Em meio à polêmica dos últimos dias sobre o financiamento de shows com dinheiro público, que envolveu artistas famosos ganhando somas volumosas de municípios pequenos, o governo federal vai transferir R$ 3,2 bilhões para a conta de prefeituras que poderão ser usados em plena campanha eleitoral, ou seja, com fim eleitoreiro.
Os recursos serão provenientes do chamado “Pix orçamentário”, ou seja, o dinheiro vai para a conta das prefeituras e não há fiscalização por órgãos de controle. Isso porque, quando o Congresso aprovou a medida, não definiu a fiscalização do uso do dinheiro.
Os R$ 3,2 bilhões foram empenhados (compromisso de pagamento) pelo governo no último dia 17 de maio e, conforme apurou reportagem do jornal O Estado de S. Paulo, o dinheiro já começa a chegar às prefeituras nesta quarta-feira (1). Os recursos podem ser usados para várias atividades que incluem shows de artistas e compras de bens públicos, como tratores e caminhões de lixo.
É a primeira vez que os municípios vão receber dinheiro para aplicar no meio de uma eleição geral. No total, 444 deputados e 58 senadores optaram por enviar dinheiro por essa modalidade do “Pix orçamentário” para bases eleitorais. A maioria dos deputados (60%) é da base do governo Bolsonaro.
Ainda segundo a reportagem, deputados e senadores fazem acordos informais com os prefeitos indicando a aplicação do dinheiro, por meio do WhatsApp ou até por bilhetes escritos à mão sem qualquer transparência.

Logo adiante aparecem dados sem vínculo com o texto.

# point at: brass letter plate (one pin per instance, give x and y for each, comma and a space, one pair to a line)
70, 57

Parlamentares destinam verba para shows com dinheiro público
O cantor Gusttavo Lima, que recentemente teve revelado o valor de seu cachê de R$ 1,2 milhão para um show no pequeno município de Conceição do Mato Dentro, em Minas Gerais, está entre as indicações do “Pix orçamentário” do pré-candidato ao Palácio do Planalto, o deputado André Janones (Avante-MG), para uma apresentação ao lado de outros artistas na cidade natal do parlamentar, Ituiutaba (MG). O valor para bancar a festa ficou em R$ 1,9 milhão. A apuração é do jornal O Estado de S. Paulo.
Assim como Janones, outros parlamentares têm indicação dos recursos para shows e priorizam prefeituras governadas por parentes.
Sertanejos e o desconhecimento sobre a Lei Rouanet
A contratação do cantor Gusttavo Lima para evento em Conceição do Mato Dentro no próximo dia 20 de junho (evento cancelado pelo prefeito depois de o assunto ser amplamente divulgado) foi envolvida por discussões sobre a origem do dinheiro que paga o cachê dos cantores sertanejos.
Tudo isso começou depois que o cantor Zé Neto, dupla do Cristiano, atacou artistas que usam o incentivo da Lei Rouanet. Durante um show em Sorriso (MT), ele disse: “Nós somos artistas que não dependemos de Lei Rouanet. Nosso cachê quem paga é o povo”, ele disse.
A questão é que tanto os shows patrocinados com a Lei Rouanet, quanto os shows pagos diretamente por prefeituras no Brasil usam dinheiro público. Aí está a incoerência dita (e praticada) por parte dos artistas, principalmente do meio sertanejo, e até do presidente Bolsonaro que ganhou votos criminalizando o incentivo à cultura por meio da uso da Lei Rouanet, tendo sempre como alvo os artistas críticos a ele ou de esquerda.
Diferentemente do uso direto dos recursos da prefeitura, que são sem licitação, pouco transparente, e muitas vezes feito por interesses que não o público, a Lei Rouanet é o principal mecanismo de fomento à cultura no Brasil. Para ter acesso aos seus recursos, os artistas têm que submeter seus projetos à Secretaria Especial da Cultura e passam por avaliação do órgão. Depois de aprovado, o autor do projeto tem a permissão de procurar empresas ou pessoas interessadas em apoiar financeiramente o projeto. O valor pode ser repassado através de doação ou patrocínio e os incentivadores podem deduzir de seu Imposto de Renda (IR) uma parte ou 100% do valor investido.
Um estudo do extinto Ministério da Cultura, em 2018, mostrou que a cada R$ 1 investido por patrocinadores em projetos culturais por meio da Lei Rouanet, R$ 1,59 retorna para a economia do país, levando em conta o impacto econômico direto (valor total dos patrocínios captados, corrigido pela inflação) e o impacto indireto (relacionado à cadeia produtiva, como a produção de empregos).